La plus secrète mémoire des hommes / Mohamed Mbougar Sarr /Prix Goncourt 2021
En 2018, Diégane Latyr Faye, jeune écrivain sénégalais, découvre à Paris l'existence d'un livre mythique paru en 1938 : « le Labyrinthe de l'inhumain ». Peu après la publication de ce livre, son auteur, T. C. Elimane, a disparu. On a véritablement perdu la trace de cet écrivain qualifié en son temps de « Rimbaud nègre », depuis le scandale que provoqua la parution de ce texte.
Diégane est fasciné par ce livre puissant dans lequel l'auteur a mis une partie de son âme, envoûté par l'auteur lui-même et le mystère qui gravite autour de lui, et il décide de s'engager sur la piste du mystérieux T. C. Elimane. le livre d'Elimane est étonnant en tout point, par son sujet, par son style, et par son auteur, un africain de 23 ans dont nul n'a jamais entendu parler. Ensuite, Diégane est interloqué par le fait que cet auteur n'ait écrit qu'un seul livre avant de disparaître. Et puis pourquoi le livre n'a-t-il jamais été réédité, ce qui a rendu l'ouvrage quasiment introuvable aujourd'hui.
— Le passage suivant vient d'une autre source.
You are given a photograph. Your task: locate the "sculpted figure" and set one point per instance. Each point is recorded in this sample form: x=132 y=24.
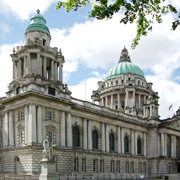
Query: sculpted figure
x=48 y=152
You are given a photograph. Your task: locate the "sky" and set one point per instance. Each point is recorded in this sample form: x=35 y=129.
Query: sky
x=91 y=47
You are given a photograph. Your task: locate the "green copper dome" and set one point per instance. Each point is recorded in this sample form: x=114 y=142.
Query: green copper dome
x=38 y=23
x=124 y=66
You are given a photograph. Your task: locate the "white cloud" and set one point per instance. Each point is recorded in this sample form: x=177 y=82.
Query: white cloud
x=68 y=68
x=4 y=27
x=22 y=9
x=99 y=43
x=6 y=67
x=168 y=93
x=84 y=89
x=95 y=44
x=98 y=75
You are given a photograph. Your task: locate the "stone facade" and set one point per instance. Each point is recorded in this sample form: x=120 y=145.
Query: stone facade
x=122 y=137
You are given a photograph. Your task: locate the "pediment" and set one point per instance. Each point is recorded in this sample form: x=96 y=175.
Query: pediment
x=175 y=123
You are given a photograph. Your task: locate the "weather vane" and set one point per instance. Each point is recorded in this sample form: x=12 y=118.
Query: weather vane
x=38 y=11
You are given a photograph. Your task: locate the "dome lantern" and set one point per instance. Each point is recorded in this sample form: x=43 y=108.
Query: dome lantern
x=124 y=66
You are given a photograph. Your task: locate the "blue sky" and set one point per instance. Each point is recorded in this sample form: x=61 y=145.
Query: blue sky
x=91 y=47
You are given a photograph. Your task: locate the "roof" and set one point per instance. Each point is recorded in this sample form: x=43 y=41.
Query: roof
x=124 y=66
x=38 y=23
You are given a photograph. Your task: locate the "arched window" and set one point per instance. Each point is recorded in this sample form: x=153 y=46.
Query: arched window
x=95 y=139
x=76 y=137
x=126 y=144
x=17 y=165
x=139 y=146
x=111 y=142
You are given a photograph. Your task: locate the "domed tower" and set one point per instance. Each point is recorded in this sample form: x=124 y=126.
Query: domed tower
x=36 y=65
x=125 y=89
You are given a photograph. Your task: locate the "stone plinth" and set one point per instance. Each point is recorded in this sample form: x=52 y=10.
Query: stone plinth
x=48 y=170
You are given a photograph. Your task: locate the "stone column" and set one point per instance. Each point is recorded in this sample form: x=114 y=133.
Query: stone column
x=11 y=129
x=29 y=64
x=52 y=69
x=135 y=142
x=132 y=142
x=44 y=68
x=119 y=103
x=139 y=99
x=172 y=146
x=111 y=101
x=102 y=137
x=39 y=60
x=165 y=144
x=55 y=71
x=60 y=72
x=19 y=68
x=5 y=130
x=32 y=123
x=24 y=64
x=26 y=124
x=162 y=144
x=84 y=134
x=151 y=112
x=39 y=124
x=144 y=144
x=133 y=99
x=107 y=138
x=106 y=101
x=102 y=102
x=126 y=98
x=14 y=67
x=69 y=131
x=118 y=140
x=63 y=128
x=122 y=140
x=144 y=99
x=89 y=136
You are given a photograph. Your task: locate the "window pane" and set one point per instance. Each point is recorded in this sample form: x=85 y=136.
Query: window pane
x=76 y=138
x=111 y=142
x=139 y=146
x=126 y=144
x=95 y=139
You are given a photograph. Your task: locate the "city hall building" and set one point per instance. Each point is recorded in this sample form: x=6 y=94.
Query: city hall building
x=122 y=137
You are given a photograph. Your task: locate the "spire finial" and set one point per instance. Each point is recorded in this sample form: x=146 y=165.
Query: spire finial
x=124 y=55
x=38 y=11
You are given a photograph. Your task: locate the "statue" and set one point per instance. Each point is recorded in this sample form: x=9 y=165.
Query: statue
x=48 y=151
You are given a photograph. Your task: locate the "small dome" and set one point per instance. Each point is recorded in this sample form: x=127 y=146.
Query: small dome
x=124 y=66
x=38 y=23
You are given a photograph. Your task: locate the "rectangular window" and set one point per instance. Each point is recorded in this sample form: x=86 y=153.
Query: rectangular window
x=21 y=137
x=118 y=166
x=20 y=115
x=95 y=165
x=101 y=165
x=52 y=136
x=112 y=166
x=49 y=115
x=132 y=167
x=144 y=167
x=83 y=165
x=51 y=91
x=140 y=167
x=18 y=90
x=127 y=167
x=75 y=164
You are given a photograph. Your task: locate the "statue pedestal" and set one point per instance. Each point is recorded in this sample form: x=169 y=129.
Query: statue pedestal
x=48 y=170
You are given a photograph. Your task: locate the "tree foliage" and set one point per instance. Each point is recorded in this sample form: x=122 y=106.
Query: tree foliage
x=143 y=12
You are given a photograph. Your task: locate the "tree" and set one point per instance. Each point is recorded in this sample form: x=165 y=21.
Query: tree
x=143 y=12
La rencontre fortuite dans un café de la sulfureuse et aguichante quoique sexagénaire romancière sénégalaise Siga D. va changer la donne assez rapidement : elle détient un exemplaire du livre. Cette femme au passé aventureux devient vite l'Araignée-mère qui tisse sa toile autour de la mouche qu'est Diégane. Elle lui confie que ce qui l'intrigue, l'attire et l'intéresse au premier chef au sujet de Elimane, c'est son silence et sa disparition. On apprend alors qu'en vérité, Elimane est le cousin de Siga.
La suite, Diégane la raconte dans un premier temps sous forme d'un journal relatant les réunions d'un groupe d'amis écrivains afin d'élucider le mystère T. C. Elimane. Diégane se livre à une violente diatribe contre les écrivains africains qu'il accuse d'incontinence littéraire, la maladie la plus répandue à l'époque de l'émergence des écrivains africains avant d'en venir au cas d'Élimane. Dans le groupe, Diégane a remarqué la belle et troublante Béatrice Nanga enveloppée en permanence d'une lourde aura de sensualité. le groupe n'est pas un mouvement et chacun marche seul vers son destin littéraire. Après que Musimbwa a lu au groupe, in extenso durant trois heures, « le Labyrinthe de l'inhumain », la sidération est totale avant que ne s'ouvrent les débats dans le fracas le plus total, quand Musimbwa le trouve magistral tout comme Diégane, Béatrice trop intelligent, et Sanza détestable, pour lui une mystagogie risible et une parodie de mauvais goût. Ils ont consulté les papiers de plusieurs critiques qui accusent Élimane de plagiat. C'est alors que certains défenseurs expliquent que toute l'histoire de la littérature est l'histoire d'un grand plagiat, Montaigne de Plutarque, La Fontaine d'Ésope, Molière de Plaute, Corneille de Guillèn de Castro.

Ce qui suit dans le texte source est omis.